Two years ago, months after it received its first bailout, Greece attempted to remove restrictions on those professions, which were sheltered from competition by a web of quotas, licenses or other regulations. In May, Finance Minister Yannis Stournaras said that 72% of the professions, ranging from notaries to taxi drivers, had been fully liberalized.
But many others remain entrenched with government agencies moving slowly to make any changes, drawing the ire of Prime Minister Antonis Samaras who told his ministers to get cracking.
In an interview with Greek newspaper Kathimerini Sunday, Poul Thomsen, the IMF’s mission chief to Greece, also criticized the country for its uneven efforts in overhauling the economy.
“There are areas where progress has been insufficient, such as attempts to open up closed professions, that will reduce costs and prices, which have not been completed after attempts of two years,” said Thomsen. “Many professions have not been touched and even in the cases where legal obstacles have been lifted, often new bureaucratic or other obstacles arise.”
The IMF and Troika is discovering what Greeks have long known, critics said, that the country’s rich and powerful prosper even during a crushing economic crisis and the bureaucracy takes care of its own no matter how much the government or outsiders try to make reforms.

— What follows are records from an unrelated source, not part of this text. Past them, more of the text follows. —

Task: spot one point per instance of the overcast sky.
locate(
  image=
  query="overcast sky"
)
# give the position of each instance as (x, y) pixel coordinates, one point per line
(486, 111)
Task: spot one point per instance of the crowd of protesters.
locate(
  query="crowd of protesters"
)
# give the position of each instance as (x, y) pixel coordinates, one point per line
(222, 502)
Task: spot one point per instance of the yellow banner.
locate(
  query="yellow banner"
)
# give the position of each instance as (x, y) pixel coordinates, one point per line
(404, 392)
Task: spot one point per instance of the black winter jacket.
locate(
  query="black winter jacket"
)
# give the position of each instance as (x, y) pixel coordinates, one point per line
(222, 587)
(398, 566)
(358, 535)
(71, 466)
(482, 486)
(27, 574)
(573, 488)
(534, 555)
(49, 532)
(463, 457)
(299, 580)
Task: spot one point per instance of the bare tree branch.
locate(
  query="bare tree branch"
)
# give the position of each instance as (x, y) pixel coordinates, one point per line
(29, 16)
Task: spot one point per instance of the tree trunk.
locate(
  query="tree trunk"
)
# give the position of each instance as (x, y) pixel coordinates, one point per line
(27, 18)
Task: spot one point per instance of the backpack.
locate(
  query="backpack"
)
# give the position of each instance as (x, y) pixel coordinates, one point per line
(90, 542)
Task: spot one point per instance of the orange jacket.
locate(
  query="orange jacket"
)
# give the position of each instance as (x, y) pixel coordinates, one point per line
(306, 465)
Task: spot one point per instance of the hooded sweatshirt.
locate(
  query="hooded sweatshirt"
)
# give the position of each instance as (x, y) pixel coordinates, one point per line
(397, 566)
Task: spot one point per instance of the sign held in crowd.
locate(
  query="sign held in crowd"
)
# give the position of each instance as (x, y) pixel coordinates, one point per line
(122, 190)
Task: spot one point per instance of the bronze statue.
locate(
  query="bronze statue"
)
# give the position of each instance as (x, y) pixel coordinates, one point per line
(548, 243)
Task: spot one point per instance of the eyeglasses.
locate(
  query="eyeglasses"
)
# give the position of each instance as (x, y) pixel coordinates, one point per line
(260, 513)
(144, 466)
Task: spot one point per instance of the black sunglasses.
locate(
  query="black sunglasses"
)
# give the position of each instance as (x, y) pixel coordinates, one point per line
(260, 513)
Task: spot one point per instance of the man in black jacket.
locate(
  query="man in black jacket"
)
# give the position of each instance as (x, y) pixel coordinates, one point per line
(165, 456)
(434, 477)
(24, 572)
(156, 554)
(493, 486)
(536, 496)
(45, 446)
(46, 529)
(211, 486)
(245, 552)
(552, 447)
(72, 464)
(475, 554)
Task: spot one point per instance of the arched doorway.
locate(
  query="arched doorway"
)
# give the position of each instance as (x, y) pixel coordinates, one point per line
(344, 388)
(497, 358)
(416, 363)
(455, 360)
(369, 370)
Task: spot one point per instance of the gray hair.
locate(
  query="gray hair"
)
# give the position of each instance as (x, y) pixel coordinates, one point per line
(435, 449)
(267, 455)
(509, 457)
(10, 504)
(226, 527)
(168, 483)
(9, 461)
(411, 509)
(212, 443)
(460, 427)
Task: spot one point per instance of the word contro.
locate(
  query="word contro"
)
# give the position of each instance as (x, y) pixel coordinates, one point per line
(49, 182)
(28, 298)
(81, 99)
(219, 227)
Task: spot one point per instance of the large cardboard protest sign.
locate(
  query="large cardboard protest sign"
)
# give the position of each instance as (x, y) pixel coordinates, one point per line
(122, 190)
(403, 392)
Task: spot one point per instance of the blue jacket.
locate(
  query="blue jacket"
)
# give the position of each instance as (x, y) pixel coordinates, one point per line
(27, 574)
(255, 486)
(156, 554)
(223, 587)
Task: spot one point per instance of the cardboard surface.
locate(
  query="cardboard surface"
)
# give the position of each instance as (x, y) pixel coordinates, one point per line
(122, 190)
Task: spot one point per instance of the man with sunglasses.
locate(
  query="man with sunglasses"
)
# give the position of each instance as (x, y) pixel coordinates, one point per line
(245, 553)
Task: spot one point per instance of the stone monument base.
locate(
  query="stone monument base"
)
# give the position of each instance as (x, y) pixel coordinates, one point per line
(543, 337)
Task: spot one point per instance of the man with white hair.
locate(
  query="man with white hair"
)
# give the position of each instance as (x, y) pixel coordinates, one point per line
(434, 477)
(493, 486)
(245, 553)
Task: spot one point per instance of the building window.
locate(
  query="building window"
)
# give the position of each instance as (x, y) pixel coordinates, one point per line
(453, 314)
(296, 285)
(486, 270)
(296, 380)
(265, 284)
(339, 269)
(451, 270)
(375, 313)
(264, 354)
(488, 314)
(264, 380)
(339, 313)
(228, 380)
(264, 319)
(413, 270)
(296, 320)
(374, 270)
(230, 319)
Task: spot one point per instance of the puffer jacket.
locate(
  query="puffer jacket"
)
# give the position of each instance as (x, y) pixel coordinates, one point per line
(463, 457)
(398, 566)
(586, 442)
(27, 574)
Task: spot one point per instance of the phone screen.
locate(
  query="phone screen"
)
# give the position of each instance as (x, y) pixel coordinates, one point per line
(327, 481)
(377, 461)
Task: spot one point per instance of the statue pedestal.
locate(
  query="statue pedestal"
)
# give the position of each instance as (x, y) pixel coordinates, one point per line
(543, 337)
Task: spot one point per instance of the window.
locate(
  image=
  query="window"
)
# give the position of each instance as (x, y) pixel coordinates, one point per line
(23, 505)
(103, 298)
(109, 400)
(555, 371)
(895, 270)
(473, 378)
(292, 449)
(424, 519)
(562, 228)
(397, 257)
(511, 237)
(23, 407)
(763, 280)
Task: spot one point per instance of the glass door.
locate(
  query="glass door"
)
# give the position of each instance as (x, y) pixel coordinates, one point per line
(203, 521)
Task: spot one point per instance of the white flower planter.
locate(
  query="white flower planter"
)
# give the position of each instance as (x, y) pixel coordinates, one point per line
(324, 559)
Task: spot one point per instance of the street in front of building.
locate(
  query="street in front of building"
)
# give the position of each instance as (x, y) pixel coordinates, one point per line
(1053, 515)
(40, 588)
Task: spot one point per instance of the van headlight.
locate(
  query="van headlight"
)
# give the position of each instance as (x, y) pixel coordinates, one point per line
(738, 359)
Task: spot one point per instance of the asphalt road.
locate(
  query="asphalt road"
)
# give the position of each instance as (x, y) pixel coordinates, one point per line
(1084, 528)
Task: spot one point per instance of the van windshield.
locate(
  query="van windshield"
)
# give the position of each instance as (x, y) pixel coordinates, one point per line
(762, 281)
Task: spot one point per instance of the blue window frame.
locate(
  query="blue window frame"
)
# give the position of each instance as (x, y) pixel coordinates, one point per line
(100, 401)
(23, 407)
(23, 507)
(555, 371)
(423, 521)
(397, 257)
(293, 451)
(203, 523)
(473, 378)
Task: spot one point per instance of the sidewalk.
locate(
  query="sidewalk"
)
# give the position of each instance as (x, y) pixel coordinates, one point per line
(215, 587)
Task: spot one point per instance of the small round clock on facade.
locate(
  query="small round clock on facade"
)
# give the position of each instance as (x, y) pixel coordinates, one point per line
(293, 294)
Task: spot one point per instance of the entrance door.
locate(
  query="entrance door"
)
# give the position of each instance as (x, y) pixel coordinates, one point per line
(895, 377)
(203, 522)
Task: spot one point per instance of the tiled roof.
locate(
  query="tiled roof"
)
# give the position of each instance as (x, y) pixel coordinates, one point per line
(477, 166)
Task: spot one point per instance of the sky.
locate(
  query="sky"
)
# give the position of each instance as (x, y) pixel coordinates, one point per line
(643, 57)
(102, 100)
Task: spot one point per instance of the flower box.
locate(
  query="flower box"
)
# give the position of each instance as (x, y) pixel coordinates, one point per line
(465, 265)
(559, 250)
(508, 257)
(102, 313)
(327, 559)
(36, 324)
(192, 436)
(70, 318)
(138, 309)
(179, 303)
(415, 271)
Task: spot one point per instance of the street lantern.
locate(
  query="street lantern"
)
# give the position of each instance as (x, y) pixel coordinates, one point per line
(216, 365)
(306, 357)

The EU’s man in Athens, Horst Reichenbach, said reforms will fail unless there is political will to make them, which hasn’t happened yet.
“Attention must now focus on the second part of the job—adoption and implementation of these recommendations. This will require courage and determination to make tough decisions,” Reichenbach said.
“Changing legislation will also have to be accompanied by changes in administrative practice and the behavior of civil servants, so that businesses really benefit from the removal of restrictive rules.”